If you read the US Kabul Embassy press releases, as I do, you get an unintended picture of a mission in torment. "The US Embassy condemns, in the strongest possible terms," reads a recent release, "the suicide bombing that took place this morning near the Kabul International Airport, killing at least 10 people and injuring several others..." This proves, the embassy said, that the enemy has "no respect for human life."
The embassy statement sends assurances that "The United States will continue to stand resolutely with our partners as they defend themselves against terrorism and build a more peaceful future."
I wasn't privy to Soviet embassy statements from Kabul during the Soviet Union's decade-long endeavor to bend Afghanistan to its will. But if there were any, I am sure they would have condemned the lack of respect for human life shown by these same Afghan terrorists who were then on America's payroll killing Russians. And I am sure that the Soviets, too, proclaimed their resolution to stand by their Afghan partners to defend against terrorism and build a more peaceful future in a society reflecting Soviet values.
I wonder if former ambassador Ryan Crocker, who was locked in a safe room when the American Embassy itself was under attack just a year ago, thought of his 19th century British counterparts, Sir William Macnaghten, and Sir Pierre Cavagnari, envoys murdered in Kabul in 1841 and 1879. They, too, envisioned a more peaceful future for Afghanistan, reflecting their nation's interests.
After Cavagnari's brutal death, Britain sent out new instructions. "The British no longer wanted to dismember or annex Afghanistan, they wanted to hand it over," writes David Loyn in his book "In Afghanistan, Two Hundred years of British, Russian and American Occupation."
Now it is the United States that just wants to hand it over.

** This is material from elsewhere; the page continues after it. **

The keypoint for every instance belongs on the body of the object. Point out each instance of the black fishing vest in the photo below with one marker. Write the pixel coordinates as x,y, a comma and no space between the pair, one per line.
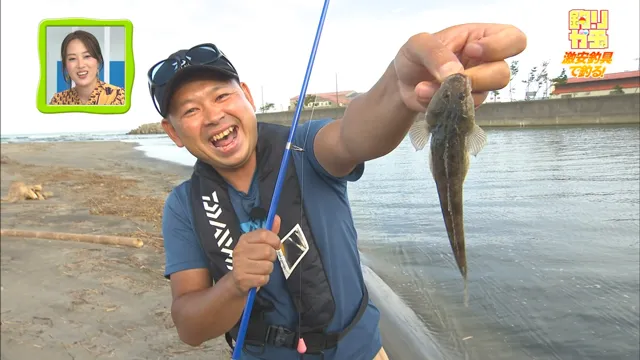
218,230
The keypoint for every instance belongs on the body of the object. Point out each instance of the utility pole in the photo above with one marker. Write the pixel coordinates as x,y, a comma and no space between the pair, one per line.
337,98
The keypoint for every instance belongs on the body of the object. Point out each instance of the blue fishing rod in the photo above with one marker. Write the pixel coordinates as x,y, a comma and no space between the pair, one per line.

As did the Russians, America, too, came to Kabul with elaborate plans to re-make Afghan society in its image. But then, as it had with other foreign powers in the past, the difficulties of bending Afghans to someone else's agenda proved to be more difficult than at first perceived. In time, plans for counterinsurgency to win over the Afghan people became "Afghanistan good enough." The lofty ideals for an American occupation were downsized to the more simple longterm goals of keeping Kabul from falling to the Taliban and retaining a residual force in the country to keep an eye on Pakistan and its nukes.
Our Afghan allies have become less and less reliable as the years have gone by, not more as we hoped.
The Cavagnari mission was destroyed by rebellious Afghan troops who fell upon the British while their emir stood by. Today, roughly one-third of NATO losses in Afghanistan have come from Afghan soldiers and policemen whom we are training to combat terrorism and to build a more peaceful life for Afghanistan.
When I visited Afghanistan in 2003, Afghans did not feel like an occupied people. They were so war-weary that there was a brief moment when they could have accepted foreigners changing their lives. By 2010, however, the resentments of a people under occupation were obvious.